Моя травоядная хищница

Вилле
Здравствуй.
Плевать, что банальное «здравствуй» здесь явно не к месту,
Куда мне без пафоса, взгляда бесстрастного, страсти?
Такие, как я, не играют,
а это все – вместо
Бессмысленных игр в бесцветные карты без масти.
Красные.
В моей голове непременно все трефы – красные,
Они – как кресты, под которыми жалкие кости
Всех тех, к чьей игре, я, увы, не привык.
Герб мой бубновый чернеет от злости
звериною пастью и жаждою мести,
Сердца же чернеют от ярости, власти, и сладострастно
стенают, пронзенные сотней кровавых несломленных пик.
Кстати, о сердце.
Смейся.

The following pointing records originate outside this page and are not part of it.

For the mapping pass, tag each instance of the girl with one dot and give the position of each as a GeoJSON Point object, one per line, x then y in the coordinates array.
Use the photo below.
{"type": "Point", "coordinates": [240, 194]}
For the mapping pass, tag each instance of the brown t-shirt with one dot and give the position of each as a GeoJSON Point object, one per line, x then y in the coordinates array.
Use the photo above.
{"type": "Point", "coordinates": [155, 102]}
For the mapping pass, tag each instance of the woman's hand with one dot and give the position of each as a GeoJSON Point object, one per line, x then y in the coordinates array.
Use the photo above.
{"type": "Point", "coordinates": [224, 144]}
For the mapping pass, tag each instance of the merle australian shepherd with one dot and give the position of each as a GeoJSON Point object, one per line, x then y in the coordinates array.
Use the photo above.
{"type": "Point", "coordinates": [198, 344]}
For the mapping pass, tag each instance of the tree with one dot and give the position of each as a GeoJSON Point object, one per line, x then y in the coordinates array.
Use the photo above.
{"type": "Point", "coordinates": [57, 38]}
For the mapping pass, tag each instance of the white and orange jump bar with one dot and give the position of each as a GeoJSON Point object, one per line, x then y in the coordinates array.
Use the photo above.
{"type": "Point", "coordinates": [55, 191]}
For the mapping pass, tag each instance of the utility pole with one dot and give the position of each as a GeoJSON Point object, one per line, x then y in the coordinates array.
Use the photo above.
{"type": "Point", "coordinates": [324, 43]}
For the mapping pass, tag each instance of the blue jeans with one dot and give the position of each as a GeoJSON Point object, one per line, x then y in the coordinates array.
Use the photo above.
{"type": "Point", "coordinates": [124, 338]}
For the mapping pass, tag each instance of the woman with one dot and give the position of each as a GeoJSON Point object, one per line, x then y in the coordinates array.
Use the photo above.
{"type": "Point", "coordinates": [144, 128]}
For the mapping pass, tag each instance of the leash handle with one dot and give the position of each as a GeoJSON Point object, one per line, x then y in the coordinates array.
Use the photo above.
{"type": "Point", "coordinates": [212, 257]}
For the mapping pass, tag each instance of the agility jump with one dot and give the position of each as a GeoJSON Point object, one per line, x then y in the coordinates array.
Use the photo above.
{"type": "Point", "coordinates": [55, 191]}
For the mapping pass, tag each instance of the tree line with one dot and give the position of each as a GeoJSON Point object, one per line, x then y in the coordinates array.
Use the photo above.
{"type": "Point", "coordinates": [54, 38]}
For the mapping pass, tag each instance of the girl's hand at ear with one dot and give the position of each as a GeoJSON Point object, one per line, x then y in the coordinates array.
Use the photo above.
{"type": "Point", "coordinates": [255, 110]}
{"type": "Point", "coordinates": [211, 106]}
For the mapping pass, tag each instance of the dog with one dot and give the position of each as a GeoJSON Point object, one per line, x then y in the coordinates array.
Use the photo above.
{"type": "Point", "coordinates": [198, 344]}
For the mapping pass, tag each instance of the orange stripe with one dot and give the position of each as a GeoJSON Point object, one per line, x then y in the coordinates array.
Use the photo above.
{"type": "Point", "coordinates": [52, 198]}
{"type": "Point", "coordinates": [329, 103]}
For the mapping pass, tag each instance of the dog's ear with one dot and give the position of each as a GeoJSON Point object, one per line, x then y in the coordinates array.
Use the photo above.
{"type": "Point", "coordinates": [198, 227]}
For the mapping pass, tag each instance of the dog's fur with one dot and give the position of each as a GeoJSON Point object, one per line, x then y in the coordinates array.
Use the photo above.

Дери мое сердце когтями, и смейся,
Львица с повадками тех травоядных овец,
Которых жрет лев, раздирая их тоже, из мести,
Без принципов, чести, совместно со львицей
как принц и принцесса, воистину вместе, -
как это, знаешь? – за месяцем месяц,
за глотку и сердце, то самое сердце,
друг в друга вгрызаясь,
пока не настанет конец.
Моя травоядная хищница, птицы
уже научились стремиться
к свободе, больницам, границам,
а дальше -
упрямо за них и без…
Бездна бездарных попыток летать, хоть учиться,
А значит – вгрызаться в чужие колени и вены,
рвать крылья и сплевывать перья,
не падать пред ангелом ниц,
потому что у ангела – запах знакомых ключиц,
и ресницы дрожат, как у львицы,
снова заставшей, как лев раздирает зубами одну из овец.
Он – не царь, но король.
Никуда без оваций, и царство
уже не зверей, но животных,
с пустыми глазницами,
сотнями тысяч неузнанных лиц.
Они разучились, конечно, смеяться,
ведь без сердца
на это практически нет ни единого шанса.
И я не смеюсь, но ты смейся.
Весело смейся, сквозь слезы, но весело,
видя, как новое стадо становится месивом,
мясом с единственной специей – боль.
Смейся. Безумие – вид сумасшествия. Честно?
Мне самому уже не интересно. Мы вместе
Кажется, тесно живем так чуть больше, чем вечность.
Многие скажут, что это спесивые бесы,
Черная месса в моей голове.
Само сумасшествие – вид сумасшествия,
Пошлое шествие фактов, мгновений бездействия,
сотен секунд одиночества, секса, часы мракобесия,
тысячи тысяч песчинок,
и мы, моя львица, из них – только две.